Hi @spencer! I’d like to derail the conversation from speed and ask you about your implementation in the motoko_httpstream_test code you posted (thanks for sharing your work!). I was able to get the test running, but unfortunately it’s not passing. I’d love to get a chunking solution up and running so I can serve arbitrarily large videos from my canisters. Slow response speed is ok for my purposes.
To get the code to run, I had to revert it to your initial commit as your second commit deleted a some of the necessary files (Types.mo, Containers.mo…)
I was able to run the test_storage.sh script and it successfully uploaded the data to the canisters. I can retrieve one chunk at a time by making calls like:
dfx canister call storage getFileChunk "(\"testfile.txt16\", 1:nat, principal \"rkp4c-7iaaa-aaaaa-aaaca-cai\")"
and varying the 1:nat
part to 2:nat
, 3:nat
etc for each chunk. Awesome!
But I haven’t been able to retrieve the whole file all at once. When I request the same file via url:
curl "http://127.0.0.1:8000/storage?fileId=testfile.txt16&canisterId=rkp4c-7iaaa-aaaaa-aaaca-cai"
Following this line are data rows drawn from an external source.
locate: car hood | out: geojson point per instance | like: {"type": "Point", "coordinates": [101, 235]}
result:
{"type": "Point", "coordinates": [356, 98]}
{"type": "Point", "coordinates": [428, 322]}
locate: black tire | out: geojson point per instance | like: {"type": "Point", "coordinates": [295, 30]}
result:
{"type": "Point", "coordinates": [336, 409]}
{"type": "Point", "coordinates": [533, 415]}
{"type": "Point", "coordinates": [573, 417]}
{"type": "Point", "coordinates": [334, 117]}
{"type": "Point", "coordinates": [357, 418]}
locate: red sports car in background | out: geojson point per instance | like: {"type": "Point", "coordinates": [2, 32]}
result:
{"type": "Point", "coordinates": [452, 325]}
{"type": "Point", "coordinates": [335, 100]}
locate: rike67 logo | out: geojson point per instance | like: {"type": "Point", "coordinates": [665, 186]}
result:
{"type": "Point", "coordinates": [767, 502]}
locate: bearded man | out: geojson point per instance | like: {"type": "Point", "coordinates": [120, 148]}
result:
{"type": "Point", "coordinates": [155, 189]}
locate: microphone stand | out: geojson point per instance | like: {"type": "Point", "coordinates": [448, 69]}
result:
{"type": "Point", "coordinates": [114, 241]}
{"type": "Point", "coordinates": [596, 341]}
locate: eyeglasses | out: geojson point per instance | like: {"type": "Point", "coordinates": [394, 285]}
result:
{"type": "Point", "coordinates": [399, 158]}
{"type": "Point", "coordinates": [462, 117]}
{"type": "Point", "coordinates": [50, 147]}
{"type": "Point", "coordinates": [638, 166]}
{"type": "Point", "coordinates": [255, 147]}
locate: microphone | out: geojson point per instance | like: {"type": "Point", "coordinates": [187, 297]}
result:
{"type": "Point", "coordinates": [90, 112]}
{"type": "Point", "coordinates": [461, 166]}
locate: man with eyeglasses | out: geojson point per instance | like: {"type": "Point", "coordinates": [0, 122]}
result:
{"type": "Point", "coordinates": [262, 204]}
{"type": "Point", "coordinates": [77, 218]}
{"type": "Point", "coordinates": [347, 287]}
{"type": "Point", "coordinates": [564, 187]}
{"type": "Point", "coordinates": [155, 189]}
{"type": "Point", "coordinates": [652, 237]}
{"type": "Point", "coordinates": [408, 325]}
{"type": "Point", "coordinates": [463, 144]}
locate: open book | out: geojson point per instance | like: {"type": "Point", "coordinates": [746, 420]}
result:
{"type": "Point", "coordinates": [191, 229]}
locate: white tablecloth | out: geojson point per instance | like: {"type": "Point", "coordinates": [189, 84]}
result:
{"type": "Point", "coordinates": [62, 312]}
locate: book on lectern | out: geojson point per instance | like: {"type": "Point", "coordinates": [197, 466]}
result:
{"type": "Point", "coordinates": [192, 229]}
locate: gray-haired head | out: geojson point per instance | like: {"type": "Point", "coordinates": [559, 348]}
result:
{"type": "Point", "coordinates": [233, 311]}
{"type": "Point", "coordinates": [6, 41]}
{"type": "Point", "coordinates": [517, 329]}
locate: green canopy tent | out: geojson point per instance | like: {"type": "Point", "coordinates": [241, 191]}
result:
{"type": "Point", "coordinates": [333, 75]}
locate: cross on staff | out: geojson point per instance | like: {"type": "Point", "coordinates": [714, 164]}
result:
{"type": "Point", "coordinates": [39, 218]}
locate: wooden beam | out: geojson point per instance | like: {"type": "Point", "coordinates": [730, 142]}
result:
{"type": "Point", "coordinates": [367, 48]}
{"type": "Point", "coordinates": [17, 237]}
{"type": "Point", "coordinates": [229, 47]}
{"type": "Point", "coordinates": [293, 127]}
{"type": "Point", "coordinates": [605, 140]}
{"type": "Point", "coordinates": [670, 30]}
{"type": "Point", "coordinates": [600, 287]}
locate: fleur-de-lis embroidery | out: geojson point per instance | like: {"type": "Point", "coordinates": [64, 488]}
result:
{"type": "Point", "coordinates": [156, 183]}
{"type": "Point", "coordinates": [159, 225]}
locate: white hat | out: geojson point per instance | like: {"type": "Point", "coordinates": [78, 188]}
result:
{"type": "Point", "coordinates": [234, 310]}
I only receive the first chunk. streamingCallback
is never called.
I’ve never worked with http chunking before, so maybe I don’t understand what’s supposed to be going on here, but I figured something on DFINITY’s end is supposed to call the callback until it returns null and send the data to my browser one chunk at a time. I shouldn’t have to write a frontend that requests each chunk and assembles them myself, like how the can-can source does it, right? Do you know why streamingCallback
isn’t being called and I’m only getting the first chunk back?
Another issue I ran into when debugging the script is in updating the canister code. When I run dfx deploy
(or dfx canister install --all --mode=reinstall
), it seems to not update the code for the canisters that are storing the data. If I modify a Debug.print statement and then reinstall the canisters, when I request the file I don’t see my modifications. They are stuck at whatever was in the code when I ran the test_storage.sh
script. I assume this is because new canisters are dynamically created for storing data, but the code for all those created canisters isn’t updated when I update the main canisters’ code. Maybe this is intentional and I’m supposed to manually update the code for each of the growing number of created canisters every time I make an update. Does that sound right?
Thanks for taking the time to consider my questions, and thanks for writing the example code in the first place! It certainly helped me get going toward my goal of hosting video files on the IC.